In a 21 month period between 2016 and 2018, the ReleafApp recorded nearly 20,000 sessions among more than 3,000 patients.
Users most commonly reported using dried cannabis flower and concentrates made from flower.
The researchers found that cannabis flower provided the most symptom relief compared to all other types of cannabis products. However, the combustion method did not appear to have any effect on symptom relief.
The average user reported a starting symptom level of 6 and improved their symptom severity by 3.5 points in a single session.
Surprisingly, while higher THC content was associated with greater symptom relief, the same was not true for CBD. The researchers didn’t see a significant association between symptom relief and the amount of CBD in a strain.
Another interesting finding was that higher levels of THC didn’t improve all types of symptoms. For example, on average, there was no correlation between higher levels of THC and greater relief for back pain.
This study fills in an important knowledge gap in current medical cannabis research. It’s the first study to measure how different aspects of cannabis affect immediate symptom relief in real people using products available on the market.
Despite a growing interest in the therapeutic effects of CBD, the study found that CBD had little effect on symptom relief. On the other hand, THC was significantly associated with symptom improvement. This suggests that the government should consider legalizing all types of cannabis, not just CBD products, for medical use by the general public.

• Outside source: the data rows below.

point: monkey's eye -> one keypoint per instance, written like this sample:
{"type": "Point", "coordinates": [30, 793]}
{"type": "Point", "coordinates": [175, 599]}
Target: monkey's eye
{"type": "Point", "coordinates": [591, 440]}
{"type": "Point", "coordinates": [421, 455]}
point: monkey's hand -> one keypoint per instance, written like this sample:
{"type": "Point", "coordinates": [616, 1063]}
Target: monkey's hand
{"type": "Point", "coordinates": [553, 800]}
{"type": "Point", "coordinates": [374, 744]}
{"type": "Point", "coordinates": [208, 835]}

The study also highlights the need for more information about the effects of different types of cannabis products. For most medical treatments, patients receive detailed dosing instructions. This type of information isn’t available for medical cannabis. Instead, patients must rely on information from the internet or the personnel working in dispensaries who rarely have extensive medical knowledge.
Many people are taking control of their healthcare by seeking cannabis as an alternative treatment. This study lays the groundwork to help people make informed choices when it comes to medical cannabis consumption.